Long before Betsy Devos was the Secretary of Education in the United States, she was an active proponent of “school choice,” a movement that allows students from all economic levels to choose a school based on its educational criteria rather than on geographical location. She has actively worked toward the passing and implementation of legislative bills that will use public funds to create vouchers for private schools or tax credits for people who chose to enroll their children in private schools. While school-choice programs are not available in most states as yet, Devos is committed to the idea that all parents should have the financial opportunity to provide a quality private education, regardless of their income.
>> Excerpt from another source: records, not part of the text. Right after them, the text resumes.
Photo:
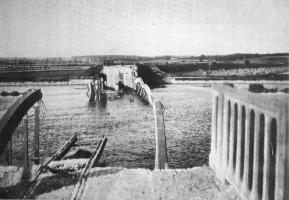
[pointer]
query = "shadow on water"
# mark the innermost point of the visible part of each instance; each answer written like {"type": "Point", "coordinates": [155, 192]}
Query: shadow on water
{"type": "Point", "coordinates": [99, 105]}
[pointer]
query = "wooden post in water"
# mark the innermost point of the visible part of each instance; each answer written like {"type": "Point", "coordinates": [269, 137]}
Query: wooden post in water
{"type": "Point", "coordinates": [25, 132]}
{"type": "Point", "coordinates": [36, 135]}
{"type": "Point", "coordinates": [8, 153]}
{"type": "Point", "coordinates": [161, 158]}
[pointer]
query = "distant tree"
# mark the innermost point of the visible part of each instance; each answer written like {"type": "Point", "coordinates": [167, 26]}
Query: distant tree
{"type": "Point", "coordinates": [247, 62]}
{"type": "Point", "coordinates": [202, 57]}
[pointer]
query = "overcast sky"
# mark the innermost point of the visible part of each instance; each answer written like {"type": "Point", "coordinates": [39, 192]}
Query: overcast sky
{"type": "Point", "coordinates": [47, 28]}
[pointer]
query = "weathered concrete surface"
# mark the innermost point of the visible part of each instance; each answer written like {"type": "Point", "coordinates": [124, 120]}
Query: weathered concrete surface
{"type": "Point", "coordinates": [118, 183]}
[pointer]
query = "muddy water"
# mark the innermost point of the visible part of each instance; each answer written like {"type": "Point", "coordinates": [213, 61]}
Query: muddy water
{"type": "Point", "coordinates": [128, 125]}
Betsy Devos has been the chairperson of many different non-profit groups whose goals were to move the legislation of school-choice laws forward. Her work with these charities as well as her position as Chairman of the Michigan Republican party placed her in a position to help form the American Federation for Children. The AFC is a political action committee which actively campaigns for legislation allowing school-choice vouchers and tax credits to be part of the education system.
Although many students and their families have benefitted from Betsy Devos’s philanthropic efforts and are full of praise for her work, other groups are less enchanted with the offerings she brings to the table in the political arena. Betsy Devos has been heard to say that education should be a bi-partisan political issue and that students from low-income families should have the opportunity for quality education, but large numbers of people including teacher’s unions agree that the reality of charter and private schools is vastly different than the picture Devos paints. Opponents claim that if the government has implemented tax credits and vouchers for private school, funding for public schools will decrease. Since public schools already struggle with reduced funding, many opponents of Betsy Devos’s policies fear the disparity between public and private schools will become even more evident if the government approves vouchers and tax credit nationwide.
Regardless of which political party holds office, it appears that Betsy Devos is either going to save the education system or doom it to failure. Which direction it takes is not yet clear.